(VOVWORLD) - Dans les montagnes du Nord-Ouest du Vietnam, quand les champs viennent d’être moissonnés et que le riz nouveau embaume les maisons, le peuple Kho Mu célèbre sa fête la plus importante, la Ma Gro, au cours de laquelle il est de coutume de mander chance et bénédictions.
Un plateau d’offrandes garni de produits de la forêt et de la montagne, préparé par les Kho Mu pour être présenté aux ancêtres et aux divinités lors de la fête de Ma Gro. Photo: Tòng Duc Anh/VOV au Nord-Ouest |
Ancrée dans le cycle agricole, cette cérémonie marque la fin d’une année de labeur et le début d’un nouveau temps placé sous la protection des ancêtres. Organisée après la récolte, généralement aux onzième et douzième mois lunaires, elle est fixée à une date choisie avec soin, en évitant uniquement le jour anniversaire du décès des parents, car Ma Gro est avant tout une affaire de filiation et de mémoire.
Dans chaque foyer, l’autel des ancêtres est dressé avec respect. Les offrandes, modestes et proches de la vie quotidienne d’autrefois, racontent l’histoire d’un peuple longtemps attaché à la forêt et à la montagne: ignames, pousses de bambou, insectes, viande fumée, poulet bouilli, soupe traditionnelle… Rien d’ostentatoire, mais une symbolique forte que nous explique Mè Duy Chinh, un habitant la commune de Yên Châu, dans la province de Son La.
«Le rituel de la fête du riz nouveau chez les Kho Mu existe depuis la fondation des villages. Il est organisé une fois par an. C’est une cérémonie pour présenter aux ancêtres les produits du travail accompli tout au long de l’année. Nous prions pour que les ancêtres protègent chaque membre de la famille, écartent les maladies et les difficultés de l’année écoulée. Ainsi, nous pouvons accueillir la nouvelle année avec de bonnes récoltes, la prospérité et le bonheur», indique-t-il.
Le chaman accomplit le rituel d’offrande lors de la cérémonie Ma Gro. Photo: Tòng Duc Anh/VOV au Nord-Ouest |
La cérémonie se déroule dans le cadre familial, mais elle rassemble aussi parents, proches et voisins. Selon la coutume, seules les familles dont les parents sont décédés organisent le rituel. Le chef de famille, ou le fils aîné si le père n’est plus, assume le rôle de maître de cérémonie.
Le premier acte est le sacrifice d’un coq. Après avoir purifié le couteau et le bec de l’animal, le maître de maison recueille quelques gouttes de sang tout en invoquant les ancêtres. Il demande santé, paix et chance pour les siens. Suit l’invitation solennelle aux ancêtres à venir partager le festin avec leurs descendants. Un rituel d’appel et de protection des âmes complète la cérémonie, avant que les ancêtres ne soient symboliquement invités à se restaurer, puis raccompagnés vers le monde invisible. Une tradition singulière qui inspire la jeune génération, à en croire Lu Thi Lan, une jeune Kho Mu de Yên Châu.

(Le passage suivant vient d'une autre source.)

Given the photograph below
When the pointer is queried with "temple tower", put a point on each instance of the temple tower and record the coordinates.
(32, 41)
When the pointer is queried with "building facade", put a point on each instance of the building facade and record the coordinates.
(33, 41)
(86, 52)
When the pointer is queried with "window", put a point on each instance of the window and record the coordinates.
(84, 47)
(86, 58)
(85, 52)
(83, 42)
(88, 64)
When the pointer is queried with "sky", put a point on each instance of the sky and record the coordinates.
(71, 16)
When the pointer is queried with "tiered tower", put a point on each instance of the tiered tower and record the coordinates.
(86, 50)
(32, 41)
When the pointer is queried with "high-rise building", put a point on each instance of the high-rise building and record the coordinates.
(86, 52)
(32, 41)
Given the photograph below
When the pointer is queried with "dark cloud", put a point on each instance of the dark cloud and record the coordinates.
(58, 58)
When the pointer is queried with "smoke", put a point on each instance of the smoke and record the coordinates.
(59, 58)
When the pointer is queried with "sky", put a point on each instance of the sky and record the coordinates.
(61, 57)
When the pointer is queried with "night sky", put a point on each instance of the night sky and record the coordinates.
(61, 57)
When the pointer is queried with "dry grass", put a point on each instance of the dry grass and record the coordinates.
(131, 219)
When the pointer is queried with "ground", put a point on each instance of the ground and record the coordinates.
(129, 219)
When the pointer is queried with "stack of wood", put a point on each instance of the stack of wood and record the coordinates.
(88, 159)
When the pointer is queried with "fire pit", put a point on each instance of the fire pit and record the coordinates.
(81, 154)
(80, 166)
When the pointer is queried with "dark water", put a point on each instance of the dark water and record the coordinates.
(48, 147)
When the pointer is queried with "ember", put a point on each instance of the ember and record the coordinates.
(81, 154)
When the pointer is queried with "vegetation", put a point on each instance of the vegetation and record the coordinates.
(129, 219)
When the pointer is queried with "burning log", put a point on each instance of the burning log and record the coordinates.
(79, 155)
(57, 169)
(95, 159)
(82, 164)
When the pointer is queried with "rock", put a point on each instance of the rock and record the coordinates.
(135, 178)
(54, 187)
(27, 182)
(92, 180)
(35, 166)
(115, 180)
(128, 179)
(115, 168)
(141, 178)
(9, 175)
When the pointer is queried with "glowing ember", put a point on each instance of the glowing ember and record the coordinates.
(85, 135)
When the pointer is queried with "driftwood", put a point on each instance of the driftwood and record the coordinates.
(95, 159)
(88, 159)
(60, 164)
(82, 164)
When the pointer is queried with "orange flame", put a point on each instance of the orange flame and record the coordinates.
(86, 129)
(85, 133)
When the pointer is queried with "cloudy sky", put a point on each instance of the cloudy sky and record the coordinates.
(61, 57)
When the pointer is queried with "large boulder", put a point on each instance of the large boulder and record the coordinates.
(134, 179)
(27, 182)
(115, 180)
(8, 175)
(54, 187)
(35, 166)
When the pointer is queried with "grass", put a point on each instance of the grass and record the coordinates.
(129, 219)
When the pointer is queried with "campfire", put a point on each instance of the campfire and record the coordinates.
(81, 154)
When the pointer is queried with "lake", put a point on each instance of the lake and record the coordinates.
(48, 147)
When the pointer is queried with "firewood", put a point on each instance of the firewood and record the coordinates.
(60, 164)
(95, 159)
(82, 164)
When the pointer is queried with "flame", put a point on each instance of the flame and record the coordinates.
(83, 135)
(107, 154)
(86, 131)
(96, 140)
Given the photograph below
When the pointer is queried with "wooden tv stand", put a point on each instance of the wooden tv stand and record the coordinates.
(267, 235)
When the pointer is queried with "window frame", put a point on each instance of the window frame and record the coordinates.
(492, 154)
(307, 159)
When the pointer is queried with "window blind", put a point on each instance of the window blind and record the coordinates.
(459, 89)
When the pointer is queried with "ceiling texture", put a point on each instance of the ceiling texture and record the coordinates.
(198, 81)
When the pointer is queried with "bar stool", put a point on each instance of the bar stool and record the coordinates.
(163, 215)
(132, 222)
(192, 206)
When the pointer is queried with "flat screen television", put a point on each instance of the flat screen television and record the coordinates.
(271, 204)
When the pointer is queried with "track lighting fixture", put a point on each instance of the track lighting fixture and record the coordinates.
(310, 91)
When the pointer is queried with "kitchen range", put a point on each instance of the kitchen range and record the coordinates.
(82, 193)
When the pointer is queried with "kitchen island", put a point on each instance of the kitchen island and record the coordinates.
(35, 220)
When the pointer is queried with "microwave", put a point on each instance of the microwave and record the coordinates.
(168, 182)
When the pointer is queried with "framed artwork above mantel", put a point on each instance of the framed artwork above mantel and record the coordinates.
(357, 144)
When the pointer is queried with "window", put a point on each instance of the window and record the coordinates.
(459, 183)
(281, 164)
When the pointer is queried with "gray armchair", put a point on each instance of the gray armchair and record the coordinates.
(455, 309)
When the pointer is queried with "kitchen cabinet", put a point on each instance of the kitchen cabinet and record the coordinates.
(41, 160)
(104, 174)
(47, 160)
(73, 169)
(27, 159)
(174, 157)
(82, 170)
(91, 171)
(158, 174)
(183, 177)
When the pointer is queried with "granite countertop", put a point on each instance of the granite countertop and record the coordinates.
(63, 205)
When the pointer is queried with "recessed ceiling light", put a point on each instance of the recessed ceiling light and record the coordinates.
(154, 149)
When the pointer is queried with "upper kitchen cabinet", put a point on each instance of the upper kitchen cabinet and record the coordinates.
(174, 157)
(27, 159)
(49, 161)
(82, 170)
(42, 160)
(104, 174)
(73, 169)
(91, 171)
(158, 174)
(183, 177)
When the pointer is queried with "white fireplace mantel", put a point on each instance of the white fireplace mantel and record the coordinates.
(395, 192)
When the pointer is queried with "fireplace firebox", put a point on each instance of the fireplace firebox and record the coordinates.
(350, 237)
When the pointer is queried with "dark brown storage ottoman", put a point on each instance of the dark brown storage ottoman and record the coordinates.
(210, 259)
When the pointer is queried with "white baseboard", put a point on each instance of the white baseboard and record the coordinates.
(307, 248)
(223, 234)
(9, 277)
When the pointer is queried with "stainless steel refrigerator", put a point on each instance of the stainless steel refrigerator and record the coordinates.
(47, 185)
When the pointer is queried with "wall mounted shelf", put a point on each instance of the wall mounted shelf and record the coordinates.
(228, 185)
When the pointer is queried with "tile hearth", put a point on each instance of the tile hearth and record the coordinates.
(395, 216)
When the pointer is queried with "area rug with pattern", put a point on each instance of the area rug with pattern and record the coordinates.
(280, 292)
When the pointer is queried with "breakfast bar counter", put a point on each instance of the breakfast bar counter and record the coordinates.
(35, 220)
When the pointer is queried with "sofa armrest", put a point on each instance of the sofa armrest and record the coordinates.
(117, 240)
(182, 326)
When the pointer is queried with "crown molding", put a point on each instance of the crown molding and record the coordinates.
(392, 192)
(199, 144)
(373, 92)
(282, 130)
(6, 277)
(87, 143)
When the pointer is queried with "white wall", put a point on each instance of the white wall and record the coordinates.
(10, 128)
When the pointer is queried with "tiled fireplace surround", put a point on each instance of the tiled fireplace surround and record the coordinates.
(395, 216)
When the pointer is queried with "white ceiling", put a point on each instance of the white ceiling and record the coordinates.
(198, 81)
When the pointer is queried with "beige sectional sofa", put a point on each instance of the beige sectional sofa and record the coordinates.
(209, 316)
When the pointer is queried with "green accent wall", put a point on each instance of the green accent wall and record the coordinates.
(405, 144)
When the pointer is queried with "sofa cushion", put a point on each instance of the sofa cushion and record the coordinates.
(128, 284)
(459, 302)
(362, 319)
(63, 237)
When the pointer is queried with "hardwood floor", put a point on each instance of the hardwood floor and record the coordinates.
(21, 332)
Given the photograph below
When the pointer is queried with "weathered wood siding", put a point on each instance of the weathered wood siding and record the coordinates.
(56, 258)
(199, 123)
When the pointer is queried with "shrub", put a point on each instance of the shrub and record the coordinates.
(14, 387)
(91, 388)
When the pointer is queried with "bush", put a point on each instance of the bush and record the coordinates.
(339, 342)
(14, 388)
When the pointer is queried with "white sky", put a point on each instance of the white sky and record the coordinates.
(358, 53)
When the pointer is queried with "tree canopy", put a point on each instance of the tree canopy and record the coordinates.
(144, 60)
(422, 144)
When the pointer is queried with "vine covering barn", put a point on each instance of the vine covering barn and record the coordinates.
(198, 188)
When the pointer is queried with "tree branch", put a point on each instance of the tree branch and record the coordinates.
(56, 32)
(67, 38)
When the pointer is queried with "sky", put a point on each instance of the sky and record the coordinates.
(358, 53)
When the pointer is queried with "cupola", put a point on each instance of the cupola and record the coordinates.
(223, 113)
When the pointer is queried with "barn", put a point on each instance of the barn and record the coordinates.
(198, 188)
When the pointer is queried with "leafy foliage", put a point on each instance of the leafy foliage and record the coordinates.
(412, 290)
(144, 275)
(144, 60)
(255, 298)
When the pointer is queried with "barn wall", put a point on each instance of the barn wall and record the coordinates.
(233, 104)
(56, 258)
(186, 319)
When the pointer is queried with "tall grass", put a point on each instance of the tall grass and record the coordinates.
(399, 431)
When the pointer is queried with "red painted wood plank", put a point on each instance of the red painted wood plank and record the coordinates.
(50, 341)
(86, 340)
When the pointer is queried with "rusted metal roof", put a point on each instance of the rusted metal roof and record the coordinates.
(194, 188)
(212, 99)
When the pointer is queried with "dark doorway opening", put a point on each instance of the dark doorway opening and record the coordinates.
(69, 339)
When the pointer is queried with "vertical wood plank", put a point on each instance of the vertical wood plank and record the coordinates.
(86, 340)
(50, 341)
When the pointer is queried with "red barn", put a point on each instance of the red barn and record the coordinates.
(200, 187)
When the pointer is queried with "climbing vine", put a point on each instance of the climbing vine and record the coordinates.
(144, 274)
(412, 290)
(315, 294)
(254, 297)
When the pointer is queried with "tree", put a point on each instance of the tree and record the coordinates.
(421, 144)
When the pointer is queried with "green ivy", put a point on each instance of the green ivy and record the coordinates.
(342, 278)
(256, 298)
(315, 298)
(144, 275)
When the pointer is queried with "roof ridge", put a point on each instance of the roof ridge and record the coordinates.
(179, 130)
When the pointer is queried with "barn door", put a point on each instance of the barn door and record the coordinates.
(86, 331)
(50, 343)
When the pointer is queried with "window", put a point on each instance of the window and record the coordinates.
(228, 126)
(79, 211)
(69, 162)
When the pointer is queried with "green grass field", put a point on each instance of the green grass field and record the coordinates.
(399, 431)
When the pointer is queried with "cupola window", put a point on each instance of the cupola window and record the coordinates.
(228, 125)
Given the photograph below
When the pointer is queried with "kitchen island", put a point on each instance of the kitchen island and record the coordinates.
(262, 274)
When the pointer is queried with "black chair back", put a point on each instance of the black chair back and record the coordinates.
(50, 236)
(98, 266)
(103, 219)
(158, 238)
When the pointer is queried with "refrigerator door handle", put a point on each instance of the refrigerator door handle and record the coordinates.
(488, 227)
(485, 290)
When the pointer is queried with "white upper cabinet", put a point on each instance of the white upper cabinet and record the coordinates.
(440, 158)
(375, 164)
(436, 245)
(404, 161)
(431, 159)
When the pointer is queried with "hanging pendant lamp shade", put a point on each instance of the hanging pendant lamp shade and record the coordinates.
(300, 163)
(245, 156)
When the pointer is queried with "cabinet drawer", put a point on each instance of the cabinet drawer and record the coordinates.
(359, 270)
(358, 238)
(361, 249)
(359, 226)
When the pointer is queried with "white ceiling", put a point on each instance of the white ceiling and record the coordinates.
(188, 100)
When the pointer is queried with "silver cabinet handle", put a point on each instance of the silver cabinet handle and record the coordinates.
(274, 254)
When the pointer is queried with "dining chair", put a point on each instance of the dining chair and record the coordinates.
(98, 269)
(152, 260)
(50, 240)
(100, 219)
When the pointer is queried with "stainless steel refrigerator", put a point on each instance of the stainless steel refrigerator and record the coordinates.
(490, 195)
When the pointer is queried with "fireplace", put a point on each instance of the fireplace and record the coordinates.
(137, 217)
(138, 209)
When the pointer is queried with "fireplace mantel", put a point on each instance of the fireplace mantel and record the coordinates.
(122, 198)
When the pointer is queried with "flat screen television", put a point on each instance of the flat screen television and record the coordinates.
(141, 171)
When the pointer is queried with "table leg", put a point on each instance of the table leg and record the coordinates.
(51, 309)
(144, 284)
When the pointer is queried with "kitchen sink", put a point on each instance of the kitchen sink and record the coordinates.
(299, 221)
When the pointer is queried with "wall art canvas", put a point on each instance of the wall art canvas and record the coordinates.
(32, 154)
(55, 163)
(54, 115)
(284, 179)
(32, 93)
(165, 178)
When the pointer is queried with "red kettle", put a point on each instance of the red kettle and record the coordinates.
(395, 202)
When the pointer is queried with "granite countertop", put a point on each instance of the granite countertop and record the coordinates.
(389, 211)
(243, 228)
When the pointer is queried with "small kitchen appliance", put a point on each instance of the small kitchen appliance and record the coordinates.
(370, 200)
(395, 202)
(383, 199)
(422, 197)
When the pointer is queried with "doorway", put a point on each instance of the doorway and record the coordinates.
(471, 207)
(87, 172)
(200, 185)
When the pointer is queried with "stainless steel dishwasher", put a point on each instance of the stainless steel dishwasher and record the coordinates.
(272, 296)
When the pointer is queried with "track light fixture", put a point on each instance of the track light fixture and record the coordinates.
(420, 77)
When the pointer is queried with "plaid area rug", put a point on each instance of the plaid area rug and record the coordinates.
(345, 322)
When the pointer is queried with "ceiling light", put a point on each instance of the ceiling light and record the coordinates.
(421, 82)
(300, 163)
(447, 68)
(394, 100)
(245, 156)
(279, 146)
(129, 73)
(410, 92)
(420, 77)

«Chaque année, nous souhaitons participer à la cérémonie de demande de chance et de bénédictions, pour remercier les esprits d’avoir accordé des pluies favorables, de bonnes récoltes et la réunion de la famille. C’est une tradition que nous continuerons à sauvegarder», nous dit-elle.
Après la cérémonie, les habitants se retrouvent joyeusement autour des jarres d’alcool de riz à boire à la paille, s’échangeant des vœux de paix, de bonheur et de bonne fortune. Photo: Tòng Duc Anh/VOV au Nord-Ouest |
Lorsque les rites s’achèvent, la gravité cède la place à la fête. Autour des jarres d’alcool à siroter ensemble avec des pailles, aux sons des tambours et des gongs, les chants s’élèvent et les danses se prolongent jusque tard dans la nuit.
Le rituel consistant à appliquer du sang de poulet sur les pieds de chaque participant à la cérémonie. Photo: Tòng Duc Anh/VOV au Nord-Ouest |
Ma Gro devient alors un espace de cohésion communautaire, un moment où l’on resserre les liens et où l’on transmet aux plus jeunes la mémoire des anciens.
Danse traditionnelle du peuple Kho Mu, exprimant le souhait d’une vie prospère et heureuse. Photo: Tòng Duc Anh/VOV au Nord-Ouest |
Dans la lumière vacillante des foyers et la musique qui traverse la nuit montagnarde, les Kho Mu affirment leur attachement à leurs racines et leur confiance dans les saisons à venir.